Diretor do Observatório da Solidão defende novas abordagens ao envelhecimento 

O diretor do Observatório da Solidão, Adalberto Dias de Carvalho, considerou hoje que são “absolutamente necessárias” novas abordagens na resposta ao envelhecimento, indicando que haverá cada vez mais cidadãos centenários, numa sociedade que precisa de reconstruir “relações de vizinhança”.

“A velhice é uma das etapas da vida, não é apenas a pré-morte”, defendeu em entrevista à agência Lusa, advertindo que “é algo a que todos chegaremos”.

Professor catedrático aposentado da Universidade do Porto e doutorado em Filosofia, Adalberto Dias de Carvalho apontou que nas cidades, há sempre “um problema de anonimato” e que em contexto urbano se perdeu “algo muito importante”, as relações de vizinhança.

“É onde, aparentemente há mais instituições de apoio às pessoas, mas aí o vazio é muito grande,” referiu o académico.

A APRE – Associação de Reformados e Pensionistas sugeriu hoje uma intervenção das juntas de freguesia num levantamento das situações de solidão, referindo que em Coimbra as juntas desconhecem o número de idosos que vivem sós.

“É inaceitável que as juntas de freguesia ignorem os idosos que vivem na sua freguesia, é algo inaceitável e que tem de ser corrigido com toda a urgência. Também importa não ter da assistência social uma perspetiva de assistencialismo. Ao criar dependências e ao não criar mecanismos autónomos de funcionamento significa que, na ausência desse assistencialismo, as pessoas caem na solidão, no abandono”, alertou a associação.

“Será fundamental que as juntas de freguesia, pela proximidade com as populações – se não têm os meios suficientes para isso têm de os requerer, têm de os exigir – criem, com pessoal qualificado, com técnicos qualificados, as estruturas de que necessitam, para ajudarem as pessoas a construírem laços de vizinhança e isso tem de ser conseguido através dos assistentes sociais e dos mediadores sociais, das visitas que façam junto dos próprios, junto de familiares, de vizinhos”, explicou.

Na opinião do diretor do Observatório da Solidão, a assistência prestada por estes técnicos é e continuará a ser importante, mas “nunca poderá substitui-se ao quotidiano”, até porque não poderá haver um assistente social ou um médico “sempre presente”.

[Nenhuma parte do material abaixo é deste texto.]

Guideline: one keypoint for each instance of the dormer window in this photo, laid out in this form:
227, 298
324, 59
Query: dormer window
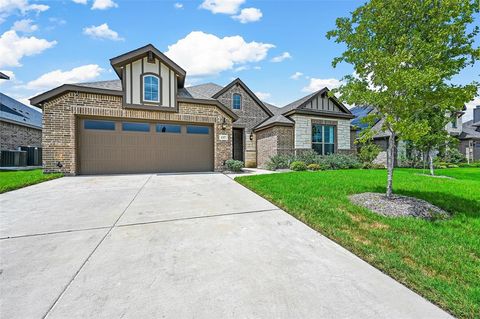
237, 101
151, 88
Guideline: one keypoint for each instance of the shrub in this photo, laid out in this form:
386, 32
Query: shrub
298, 166
368, 152
372, 166
234, 165
279, 162
308, 157
314, 167
339, 161
452, 155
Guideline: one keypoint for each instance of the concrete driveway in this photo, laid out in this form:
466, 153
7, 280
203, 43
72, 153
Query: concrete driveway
178, 246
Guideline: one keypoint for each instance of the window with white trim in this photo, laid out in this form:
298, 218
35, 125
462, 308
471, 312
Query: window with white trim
151, 88
237, 101
323, 139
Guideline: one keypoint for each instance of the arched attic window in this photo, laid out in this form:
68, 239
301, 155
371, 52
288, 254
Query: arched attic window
151, 88
236, 101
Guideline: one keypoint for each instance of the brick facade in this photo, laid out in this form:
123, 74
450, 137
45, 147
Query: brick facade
13, 136
250, 115
303, 132
60, 117
276, 140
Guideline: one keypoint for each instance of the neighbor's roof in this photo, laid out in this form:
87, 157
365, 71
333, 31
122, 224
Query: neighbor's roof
3, 76
469, 130
13, 111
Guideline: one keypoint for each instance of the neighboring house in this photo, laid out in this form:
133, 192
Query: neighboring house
148, 121
380, 138
20, 125
470, 137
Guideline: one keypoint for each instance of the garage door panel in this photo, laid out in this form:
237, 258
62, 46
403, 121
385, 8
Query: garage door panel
107, 152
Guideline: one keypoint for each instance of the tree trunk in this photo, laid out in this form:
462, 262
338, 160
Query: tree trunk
430, 159
390, 163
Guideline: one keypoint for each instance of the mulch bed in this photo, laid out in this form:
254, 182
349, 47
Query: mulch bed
398, 206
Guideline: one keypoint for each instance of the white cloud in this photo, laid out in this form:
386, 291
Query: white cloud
281, 57
10, 74
13, 47
241, 68
213, 54
470, 106
103, 4
25, 26
7, 7
249, 15
318, 84
296, 75
58, 77
102, 31
222, 6
263, 95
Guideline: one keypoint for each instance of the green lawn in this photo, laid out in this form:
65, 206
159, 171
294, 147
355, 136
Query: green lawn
15, 180
438, 259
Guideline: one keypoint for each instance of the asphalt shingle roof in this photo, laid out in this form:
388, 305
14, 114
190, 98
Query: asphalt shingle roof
115, 85
276, 119
14, 111
297, 103
360, 112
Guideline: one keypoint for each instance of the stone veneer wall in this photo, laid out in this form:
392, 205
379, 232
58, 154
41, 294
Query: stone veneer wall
250, 115
60, 117
276, 140
303, 132
13, 136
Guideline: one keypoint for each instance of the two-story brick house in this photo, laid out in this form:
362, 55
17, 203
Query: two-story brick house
148, 121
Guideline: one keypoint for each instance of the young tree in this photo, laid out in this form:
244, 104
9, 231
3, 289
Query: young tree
437, 136
404, 53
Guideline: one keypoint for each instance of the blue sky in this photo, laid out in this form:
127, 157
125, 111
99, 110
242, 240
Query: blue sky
47, 43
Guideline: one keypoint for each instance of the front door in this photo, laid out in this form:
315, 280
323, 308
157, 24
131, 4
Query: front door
238, 144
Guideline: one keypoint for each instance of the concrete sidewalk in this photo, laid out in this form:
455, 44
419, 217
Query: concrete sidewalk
178, 246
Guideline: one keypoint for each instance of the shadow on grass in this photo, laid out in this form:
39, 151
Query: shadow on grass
448, 202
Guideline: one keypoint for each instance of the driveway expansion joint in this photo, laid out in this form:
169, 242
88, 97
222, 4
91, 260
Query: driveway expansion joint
95, 249
198, 217
55, 232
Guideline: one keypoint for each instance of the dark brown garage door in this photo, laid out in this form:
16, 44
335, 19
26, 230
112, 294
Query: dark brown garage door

Em relação aos quase 3.000 centenários registados em Portugal, em 2022, sublinhou tratar-se de “uma realidade nova”.

“Sempre houve pessoas com 100 anos ou mais, mas a sua percentagem agora é um fenómeno típico dos países mais desenvolvidos”, disse, acrescentando que nas instituições de acolhimento são necessárias respostas diferenciadas para pessoas com 65 anos e 85 anos ou mais.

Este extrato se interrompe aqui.